Die Abhöraffäre zieht bei Volkswagen weiter ihre Kreise.
(Bild: Volkswagen)

Für Ermittlungen zur VW-Abhöraffäre hat es weitere Durchsuchungen beim Autobauer in Wolfsburg gegeben. Ein Sprecher der zuständigen Staatsanwaltschaft Braunschweig bestätigte am Montag die Aktion, bei der „das Unternehmen Dokumente und Dateien übergeben“ habe. Zunächst hatte das Online-Wirtschaftsmagazin „Business Insider“ über eine mögliche Ausweitung der Affäre berichtet.

Bei der Abhöraktion geht es um den Mitschnitt von vertraulichem Audiomaterial aus einer VW-Arbeitsgruppe. Bevor der Konzern im März 2018 alle Verträge mit dem Zulieferer Prevent kündigte, sollen Unternehmensvertreter länger über den künftigen Umgang mit der Firma beraten haben. Ende Juli dieses Jahres wurde der mutmaßliche Maulwurf aus der VW-internen Arbeitsgruppe enttarnt.

Kurz darauf wurde dessen Leiche in einem ausgebrannten Auto in Rottorf (Landkreis Helmstedt) gefunden. Für die Ermittler deutet vieles auf einen Suizid hin. Abschließend geklärt ist dies aber nicht. „Noch wird ein Gutachten zu dem Fahrzeug abgewartet“, sagte ein Sprecher der Staatsanwaltschaft am Montag. Die Strafverfolger hatten im August zudem mitgeteilt, dass sie einem möglichen Brandanschlag auf das Haus des Mannes auf den Grund gehen.

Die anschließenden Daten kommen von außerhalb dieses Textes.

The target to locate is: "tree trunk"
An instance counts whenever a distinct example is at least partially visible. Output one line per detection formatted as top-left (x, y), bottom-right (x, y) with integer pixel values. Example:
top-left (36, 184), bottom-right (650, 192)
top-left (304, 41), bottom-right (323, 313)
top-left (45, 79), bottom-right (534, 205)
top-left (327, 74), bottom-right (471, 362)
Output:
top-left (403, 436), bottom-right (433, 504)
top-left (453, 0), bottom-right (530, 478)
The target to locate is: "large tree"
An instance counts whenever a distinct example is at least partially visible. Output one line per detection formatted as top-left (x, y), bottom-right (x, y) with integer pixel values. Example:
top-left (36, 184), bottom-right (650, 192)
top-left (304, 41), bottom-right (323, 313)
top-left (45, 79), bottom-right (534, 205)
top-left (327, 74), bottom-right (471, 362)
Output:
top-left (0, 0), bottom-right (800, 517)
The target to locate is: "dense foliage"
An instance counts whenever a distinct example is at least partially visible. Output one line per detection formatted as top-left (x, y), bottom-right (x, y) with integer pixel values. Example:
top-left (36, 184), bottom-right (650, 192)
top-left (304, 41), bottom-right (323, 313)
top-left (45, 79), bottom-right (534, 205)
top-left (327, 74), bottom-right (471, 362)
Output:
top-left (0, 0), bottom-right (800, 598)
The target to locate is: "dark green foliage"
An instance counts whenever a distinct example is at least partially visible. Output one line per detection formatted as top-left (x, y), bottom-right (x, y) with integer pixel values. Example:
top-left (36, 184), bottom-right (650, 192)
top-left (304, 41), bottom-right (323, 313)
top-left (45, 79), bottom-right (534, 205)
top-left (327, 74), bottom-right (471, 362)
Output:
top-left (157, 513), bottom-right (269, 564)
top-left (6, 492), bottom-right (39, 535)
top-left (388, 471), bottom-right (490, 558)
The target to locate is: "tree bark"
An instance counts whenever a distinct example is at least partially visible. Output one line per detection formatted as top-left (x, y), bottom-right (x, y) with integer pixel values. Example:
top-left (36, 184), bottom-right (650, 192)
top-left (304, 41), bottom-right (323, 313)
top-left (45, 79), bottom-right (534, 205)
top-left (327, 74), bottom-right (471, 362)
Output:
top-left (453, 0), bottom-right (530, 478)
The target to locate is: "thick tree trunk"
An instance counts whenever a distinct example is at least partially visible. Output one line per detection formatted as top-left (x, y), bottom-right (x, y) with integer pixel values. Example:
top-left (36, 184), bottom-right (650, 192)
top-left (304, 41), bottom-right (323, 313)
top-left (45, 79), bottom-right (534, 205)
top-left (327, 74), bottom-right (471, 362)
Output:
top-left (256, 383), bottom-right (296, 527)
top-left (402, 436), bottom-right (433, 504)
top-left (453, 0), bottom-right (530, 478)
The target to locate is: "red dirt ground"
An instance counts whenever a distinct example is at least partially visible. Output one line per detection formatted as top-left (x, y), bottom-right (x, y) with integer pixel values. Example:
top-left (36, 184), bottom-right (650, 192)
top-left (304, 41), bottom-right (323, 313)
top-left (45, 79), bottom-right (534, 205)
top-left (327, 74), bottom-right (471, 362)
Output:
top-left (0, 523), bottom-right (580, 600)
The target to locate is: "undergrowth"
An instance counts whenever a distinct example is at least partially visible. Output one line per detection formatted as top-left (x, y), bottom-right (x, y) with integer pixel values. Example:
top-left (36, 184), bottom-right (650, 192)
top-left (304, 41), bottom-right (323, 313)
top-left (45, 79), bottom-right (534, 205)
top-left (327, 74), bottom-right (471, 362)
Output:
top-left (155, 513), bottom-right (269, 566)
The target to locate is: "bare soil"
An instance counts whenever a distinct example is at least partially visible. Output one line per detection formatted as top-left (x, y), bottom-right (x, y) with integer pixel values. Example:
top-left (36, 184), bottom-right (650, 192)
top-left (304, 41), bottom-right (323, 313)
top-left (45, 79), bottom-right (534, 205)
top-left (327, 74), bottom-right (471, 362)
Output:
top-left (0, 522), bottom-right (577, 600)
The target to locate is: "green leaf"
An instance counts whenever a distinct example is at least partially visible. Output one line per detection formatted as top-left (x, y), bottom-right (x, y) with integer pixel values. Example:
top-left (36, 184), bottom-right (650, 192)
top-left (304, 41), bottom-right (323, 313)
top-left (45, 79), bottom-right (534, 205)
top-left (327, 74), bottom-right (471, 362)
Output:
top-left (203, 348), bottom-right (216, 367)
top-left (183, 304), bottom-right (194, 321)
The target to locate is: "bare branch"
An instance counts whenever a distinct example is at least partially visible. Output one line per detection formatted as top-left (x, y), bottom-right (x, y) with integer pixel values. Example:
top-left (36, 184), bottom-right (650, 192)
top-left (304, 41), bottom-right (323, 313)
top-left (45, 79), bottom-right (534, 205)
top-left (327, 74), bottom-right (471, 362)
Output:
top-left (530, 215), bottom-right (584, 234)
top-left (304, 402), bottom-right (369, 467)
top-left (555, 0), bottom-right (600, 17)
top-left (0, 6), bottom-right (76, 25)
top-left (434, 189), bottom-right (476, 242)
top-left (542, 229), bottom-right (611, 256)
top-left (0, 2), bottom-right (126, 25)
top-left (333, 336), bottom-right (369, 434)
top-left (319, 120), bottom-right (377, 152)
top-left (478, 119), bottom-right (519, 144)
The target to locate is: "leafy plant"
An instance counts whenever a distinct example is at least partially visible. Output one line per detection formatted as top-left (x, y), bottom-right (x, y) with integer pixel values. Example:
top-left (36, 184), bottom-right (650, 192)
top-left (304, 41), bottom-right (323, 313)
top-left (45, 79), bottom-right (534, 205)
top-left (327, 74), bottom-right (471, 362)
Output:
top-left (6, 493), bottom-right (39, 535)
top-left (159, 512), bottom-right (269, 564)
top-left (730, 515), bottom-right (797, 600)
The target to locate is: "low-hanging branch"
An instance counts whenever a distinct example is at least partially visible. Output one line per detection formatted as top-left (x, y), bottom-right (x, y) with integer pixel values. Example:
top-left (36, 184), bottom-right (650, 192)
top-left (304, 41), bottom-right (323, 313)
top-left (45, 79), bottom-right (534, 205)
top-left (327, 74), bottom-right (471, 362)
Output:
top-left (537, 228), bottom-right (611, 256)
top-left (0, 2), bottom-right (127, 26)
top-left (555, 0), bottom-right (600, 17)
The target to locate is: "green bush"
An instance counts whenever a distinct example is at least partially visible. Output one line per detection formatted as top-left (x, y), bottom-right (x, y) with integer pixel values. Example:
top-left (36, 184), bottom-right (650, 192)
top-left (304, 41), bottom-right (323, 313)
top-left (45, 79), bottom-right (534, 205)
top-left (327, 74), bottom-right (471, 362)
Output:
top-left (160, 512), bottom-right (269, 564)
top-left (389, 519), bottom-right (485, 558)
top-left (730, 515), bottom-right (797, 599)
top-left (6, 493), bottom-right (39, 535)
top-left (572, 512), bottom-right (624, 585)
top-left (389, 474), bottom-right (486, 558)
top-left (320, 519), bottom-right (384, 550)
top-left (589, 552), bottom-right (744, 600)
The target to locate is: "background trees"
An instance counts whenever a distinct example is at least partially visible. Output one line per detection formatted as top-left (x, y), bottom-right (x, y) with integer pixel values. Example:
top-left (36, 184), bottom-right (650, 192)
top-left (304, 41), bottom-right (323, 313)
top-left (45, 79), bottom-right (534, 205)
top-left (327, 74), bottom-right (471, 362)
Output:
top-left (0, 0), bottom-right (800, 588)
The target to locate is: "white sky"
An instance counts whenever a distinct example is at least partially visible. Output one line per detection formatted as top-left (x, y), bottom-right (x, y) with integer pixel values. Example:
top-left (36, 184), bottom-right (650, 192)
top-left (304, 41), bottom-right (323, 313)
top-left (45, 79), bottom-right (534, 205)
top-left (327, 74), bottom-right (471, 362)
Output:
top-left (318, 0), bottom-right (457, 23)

Aufzeichnungen im Auftrag einer Managerin?

Volkswagen bestätigte am Montag die Übergabe und Sicherherstellung von Datenträgern in der Vorwoche. Dem „Business Insider“-Bericht zufolge ging es bei den Durchsuchungen vom vergangenen Dienstag um einen Verdacht gegen eine Managerin.

Diese soll demnach das Aufzeichnen von vertraulichen Konzernsitzungen bei dem Hauptverdächtigen beauftragt haben. Die Staatsanwaltschaft wollte den Bericht inhaltlich nicht kommentieren, um die andauernden Ermittlungen nicht zu gefährden.